Delivering on the multilateral debt cancellation deal announced by G8 Heads of State in Gleneagles exactly one year ago has been a bit like the journey between Mopti and Timbuktu: a long, arduous and bumpy ride; at times you think you’ll never arrive at your final destination but you get there in the end.On 1 July 2006, the World Bank and African Development Bank will start to deliver debt cancellation to 19 impoverished nations, 15 of which are in Sub-Saharan Africa. This is one full year following final announcement of the plan, during which time these countries have continued to make debt service repayments to these institutions. The IMF delivered its share (US$3.3 bn) of the debt cancellation six months earlier: on 6 January 2006. Two further countries also benefited from IMF debt cancellation: Cambodia and Tajikistan. The debt deal means that each year, over the next ten years, these 19 countries will save around US$1.1 bn in debt service repayments: money that can be used instead to invest in health, education and infrastructure.
What did the G8 promise?
So what exactly was promised by G8 Heads of State in Gleneagles last year?

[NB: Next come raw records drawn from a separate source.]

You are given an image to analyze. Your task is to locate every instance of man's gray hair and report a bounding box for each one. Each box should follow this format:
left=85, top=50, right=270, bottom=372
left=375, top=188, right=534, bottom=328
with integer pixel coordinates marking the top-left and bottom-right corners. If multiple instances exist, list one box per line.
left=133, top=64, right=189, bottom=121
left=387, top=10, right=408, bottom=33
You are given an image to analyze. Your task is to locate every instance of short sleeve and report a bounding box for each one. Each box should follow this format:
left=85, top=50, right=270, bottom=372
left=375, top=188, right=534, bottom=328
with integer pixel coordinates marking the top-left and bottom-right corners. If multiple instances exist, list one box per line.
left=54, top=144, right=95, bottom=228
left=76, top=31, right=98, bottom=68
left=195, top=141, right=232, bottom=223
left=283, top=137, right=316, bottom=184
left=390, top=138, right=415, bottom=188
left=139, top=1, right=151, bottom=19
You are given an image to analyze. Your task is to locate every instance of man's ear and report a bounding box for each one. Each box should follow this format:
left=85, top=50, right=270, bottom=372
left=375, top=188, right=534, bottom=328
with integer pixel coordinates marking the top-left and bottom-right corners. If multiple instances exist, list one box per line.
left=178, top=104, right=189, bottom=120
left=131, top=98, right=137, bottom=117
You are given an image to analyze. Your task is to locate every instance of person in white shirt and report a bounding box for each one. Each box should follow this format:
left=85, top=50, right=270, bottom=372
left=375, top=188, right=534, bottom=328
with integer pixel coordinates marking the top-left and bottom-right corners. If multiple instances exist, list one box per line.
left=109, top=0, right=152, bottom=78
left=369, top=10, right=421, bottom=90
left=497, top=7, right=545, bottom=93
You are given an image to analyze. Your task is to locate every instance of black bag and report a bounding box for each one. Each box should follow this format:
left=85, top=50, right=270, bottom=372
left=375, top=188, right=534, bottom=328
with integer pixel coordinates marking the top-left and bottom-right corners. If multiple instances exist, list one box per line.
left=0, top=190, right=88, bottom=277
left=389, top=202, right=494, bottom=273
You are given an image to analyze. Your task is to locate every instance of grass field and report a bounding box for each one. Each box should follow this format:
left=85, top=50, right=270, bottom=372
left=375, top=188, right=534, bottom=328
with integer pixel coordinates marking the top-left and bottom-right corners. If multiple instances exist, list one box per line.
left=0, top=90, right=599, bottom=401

The deal (now relabelled the Multilateral Debt Relief Initiative or MDRI) promised to cancel the debts of Heavily Indebted Poor Countries (HIPCs) to the IMF, World Bank and African Development Bank once they completed the HIPC Initiative debt reduction programme. The deal is worth approximately US$40 billion over the next 40 years. A further 10 countries could be included in the plan over the next two years bringing the total cost to US$55 billion. At the time, UK Chancellor Gordon Brown described the plan as a “historic breakthrough” and “the most comprehensive statement that finance ministers have ever made on the issues of debt, development, health and poverty”. But did campaigners feel this deal really went far enough? Did the deal cover 100% of countries and 100% of debts?